Mix of continuous and categorical predictors


How to model mix of continuous and categorical predictors in stan? There are 4 continuous and 8 categorical predictors. In https://stackoverflow.com/questions/29183577/how-to-represent-a-categorical-predictor-rstan dummy variables are suggested. Ben recommends having design matrix of predictors. I wonder if categorical predictor should be a simplex instead. What is the best practice?

Another question is on the choice of distribution. If the outcome is 0 or 1 but at each design point the experiment is replicated 10 times: should bernoulli or binomial be used?


If you want to work with your predictors in a regression framework, I suggest, as did Ben, to work with design matrices and use, for instance, dummy coding for the categorical predictors (although the type of coding depends on what you are interested in).

If you don’t expect anything to change for these 10 trials, you can use a binomial model, which is faster than a bernoulli model for the single trials, but otherwise equivalent in this case.

1 Like

Many thanks. Is it OK if instead of dummies I assigned predictor values “red” and “blue” to 1 & 2?

The response is binary - 0 or 1. Any suggestions how to speedup the attached stan code?
I am still not sure that logistic regression is a way to go. Are there alternative approaches to handle binary responses?

The design matrix x has N rows and Nx columns. The response is a matrix consisting of 0s & 1s with Ny columns.

Thanks for any suggestions.


ablation.stan (1.68 KB)

I don’t see any good reason why you should prefer 1 & 2 instead of 0 & 1 for coding of your categorical predictors

If you are an R user and what to do logistic regression with Stan, I recommend the brms or rstanarm packages. For instance:

brms::brm(response ~ predictor1 + predictor2 + …, data = your_data, family = bernoulli())


rstanarm::stan_glm(response ~ predictor1 + predictor2 + …, data = your_data, family = binomial())

1 Like

Many thanks. Can I calculate predictive posterior in rstanarm? I am familiar with rstan but maybe it is time to explore…

What I meant by alternative - is logistic regression the only way to fit binary responses?

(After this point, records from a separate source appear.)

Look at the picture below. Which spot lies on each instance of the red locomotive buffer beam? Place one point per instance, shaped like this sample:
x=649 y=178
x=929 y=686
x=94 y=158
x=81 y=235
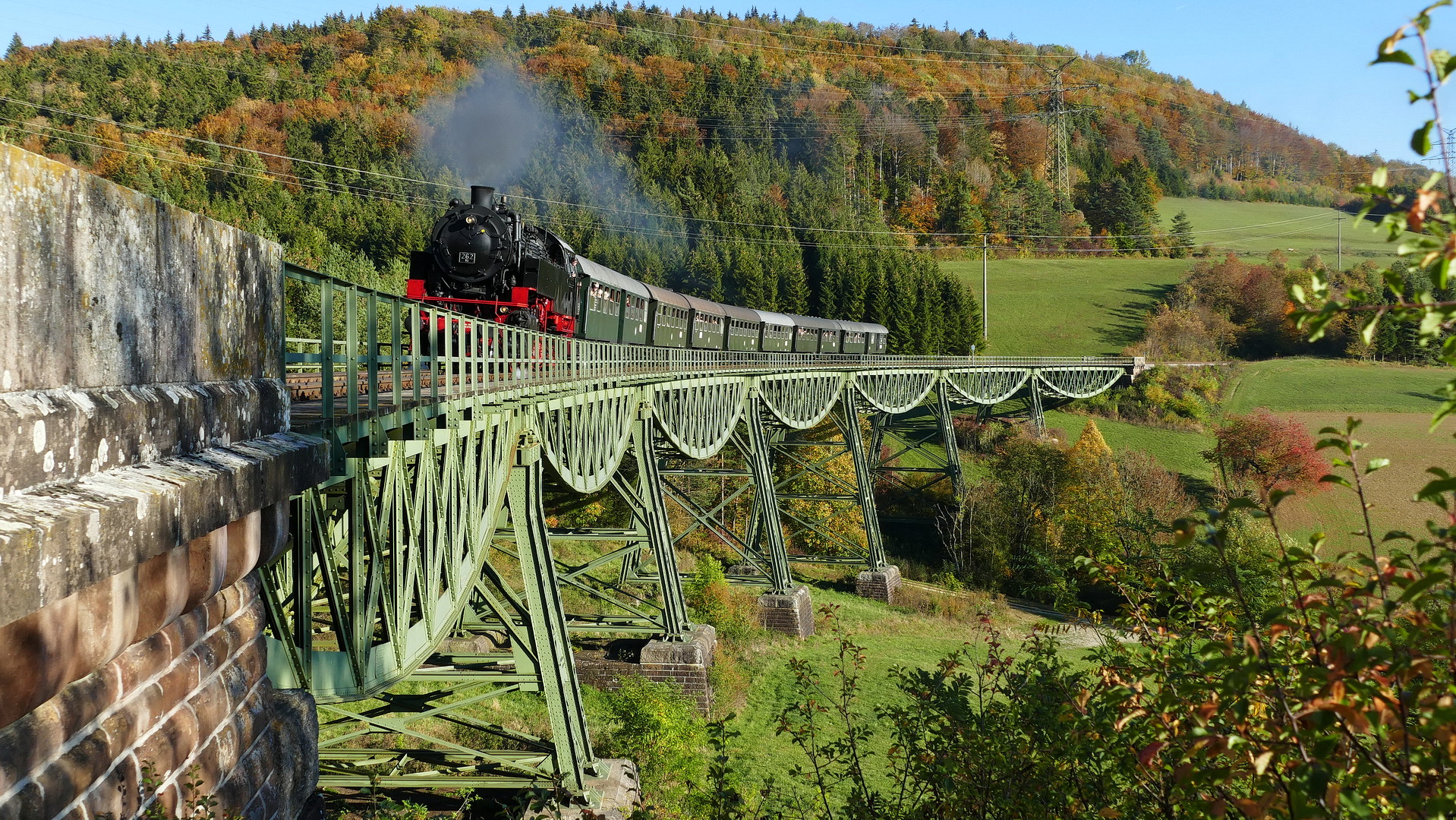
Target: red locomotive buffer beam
x=522 y=299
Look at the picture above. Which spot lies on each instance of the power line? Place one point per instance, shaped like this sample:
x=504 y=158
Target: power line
x=653 y=214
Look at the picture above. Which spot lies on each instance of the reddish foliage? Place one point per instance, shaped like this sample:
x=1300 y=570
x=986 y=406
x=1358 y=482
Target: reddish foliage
x=1267 y=450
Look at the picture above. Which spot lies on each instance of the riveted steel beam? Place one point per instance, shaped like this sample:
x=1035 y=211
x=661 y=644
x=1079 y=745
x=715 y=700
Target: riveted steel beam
x=769 y=532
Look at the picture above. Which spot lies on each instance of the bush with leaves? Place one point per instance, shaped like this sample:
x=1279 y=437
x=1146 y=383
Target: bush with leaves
x=656 y=726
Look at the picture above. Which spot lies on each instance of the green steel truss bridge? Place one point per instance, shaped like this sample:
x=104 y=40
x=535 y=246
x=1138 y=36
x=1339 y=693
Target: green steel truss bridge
x=421 y=585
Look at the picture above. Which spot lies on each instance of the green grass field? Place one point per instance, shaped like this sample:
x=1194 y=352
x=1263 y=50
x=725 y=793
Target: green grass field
x=1095 y=306
x=893 y=637
x=1322 y=385
x=1175 y=449
x=1069 y=306
x=1259 y=228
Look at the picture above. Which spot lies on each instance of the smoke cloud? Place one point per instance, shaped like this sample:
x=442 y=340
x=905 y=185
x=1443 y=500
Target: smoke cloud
x=488 y=131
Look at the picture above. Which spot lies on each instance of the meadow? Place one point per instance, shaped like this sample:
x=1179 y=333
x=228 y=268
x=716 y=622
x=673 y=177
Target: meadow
x=1069 y=306
x=1259 y=228
x=1095 y=306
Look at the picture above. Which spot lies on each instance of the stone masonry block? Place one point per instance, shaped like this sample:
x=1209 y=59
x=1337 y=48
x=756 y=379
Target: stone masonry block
x=878 y=585
x=683 y=663
x=791 y=613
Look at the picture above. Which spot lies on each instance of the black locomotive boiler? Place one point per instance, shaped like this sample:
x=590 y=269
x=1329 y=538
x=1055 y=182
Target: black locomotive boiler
x=485 y=261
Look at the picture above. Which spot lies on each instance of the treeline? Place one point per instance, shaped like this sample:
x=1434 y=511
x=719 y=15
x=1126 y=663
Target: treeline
x=1240 y=309
x=782 y=163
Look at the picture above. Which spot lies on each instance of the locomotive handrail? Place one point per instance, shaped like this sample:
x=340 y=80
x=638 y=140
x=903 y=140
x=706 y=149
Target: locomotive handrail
x=447 y=355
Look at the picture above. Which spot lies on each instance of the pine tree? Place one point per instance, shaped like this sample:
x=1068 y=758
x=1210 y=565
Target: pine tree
x=1181 y=235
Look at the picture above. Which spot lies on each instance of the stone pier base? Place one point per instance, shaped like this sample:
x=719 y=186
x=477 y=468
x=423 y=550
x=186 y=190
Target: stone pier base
x=683 y=663
x=878 y=585
x=791 y=613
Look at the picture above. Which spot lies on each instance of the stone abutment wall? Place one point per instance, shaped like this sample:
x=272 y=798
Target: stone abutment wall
x=146 y=466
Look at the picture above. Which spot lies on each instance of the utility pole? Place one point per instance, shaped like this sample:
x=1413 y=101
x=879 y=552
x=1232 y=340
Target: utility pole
x=986 y=249
x=1338 y=242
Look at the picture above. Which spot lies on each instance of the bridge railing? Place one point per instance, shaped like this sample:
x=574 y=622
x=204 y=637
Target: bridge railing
x=373 y=347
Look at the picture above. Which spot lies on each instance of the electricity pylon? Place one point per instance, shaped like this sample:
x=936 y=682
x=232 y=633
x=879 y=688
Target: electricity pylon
x=1057 y=139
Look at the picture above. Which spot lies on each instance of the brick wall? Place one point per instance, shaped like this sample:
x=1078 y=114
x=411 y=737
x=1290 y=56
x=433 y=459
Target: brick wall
x=190 y=702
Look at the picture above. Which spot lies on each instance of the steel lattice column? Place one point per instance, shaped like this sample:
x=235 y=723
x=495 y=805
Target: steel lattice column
x=848 y=420
x=658 y=531
x=547 y=618
x=767 y=531
x=953 y=452
x=1038 y=418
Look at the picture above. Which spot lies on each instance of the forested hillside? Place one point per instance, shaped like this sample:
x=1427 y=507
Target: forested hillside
x=781 y=163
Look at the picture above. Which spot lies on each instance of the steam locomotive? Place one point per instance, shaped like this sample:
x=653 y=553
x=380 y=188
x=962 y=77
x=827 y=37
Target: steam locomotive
x=485 y=261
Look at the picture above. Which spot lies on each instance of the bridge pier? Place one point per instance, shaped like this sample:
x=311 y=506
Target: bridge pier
x=146 y=465
x=786 y=606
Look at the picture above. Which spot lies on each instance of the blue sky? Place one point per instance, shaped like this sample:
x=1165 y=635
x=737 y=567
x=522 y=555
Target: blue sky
x=1299 y=60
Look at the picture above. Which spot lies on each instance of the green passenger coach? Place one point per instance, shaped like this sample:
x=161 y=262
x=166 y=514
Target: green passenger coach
x=708 y=323
x=778 y=333
x=743 y=326
x=615 y=306
x=669 y=315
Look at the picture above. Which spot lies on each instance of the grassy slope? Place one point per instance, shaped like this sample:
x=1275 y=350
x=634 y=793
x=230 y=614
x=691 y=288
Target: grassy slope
x=1069 y=306
x=1395 y=405
x=1392 y=401
x=893 y=639
x=1175 y=449
x=1335 y=386
x=1095 y=306
x=1315 y=232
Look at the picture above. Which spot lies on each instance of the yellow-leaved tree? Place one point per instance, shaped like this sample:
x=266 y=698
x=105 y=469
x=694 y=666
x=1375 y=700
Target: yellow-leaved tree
x=1091 y=500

See for instance posterior_predict and pp_check. You can change the link function of the binomial / bernoulli family. It’s not the only model, but I would go for it unless you have strong objections to why you should use something else (which you know is better in a certain situation).

Thanks a lot.

The reason I want to try different models is that I am bit not satisfied with predictive power of logistic regression. I am new to such problems (I was in continuous domain before) therefore value any insight. In my problem I have binary response vector of length Ny for the each design point. What I really want is for model to predict the # of 0s in the response vector. A good model in my case is the one which matches well with observed # of 0s in the response vector. For some reason I thought that logistic regression will help but posterior predictive of # of 0s didn’t mach with observed # of 0s.

Any ideas why?


Mabye your expectations are unrealistic for this data, or maybe your predictors have not enough predictive power, or they may be non-linear relationships which you didn’t model yet. You might as well try something like random forests or similar typical machine learning models, but that’s not an area of my expertise.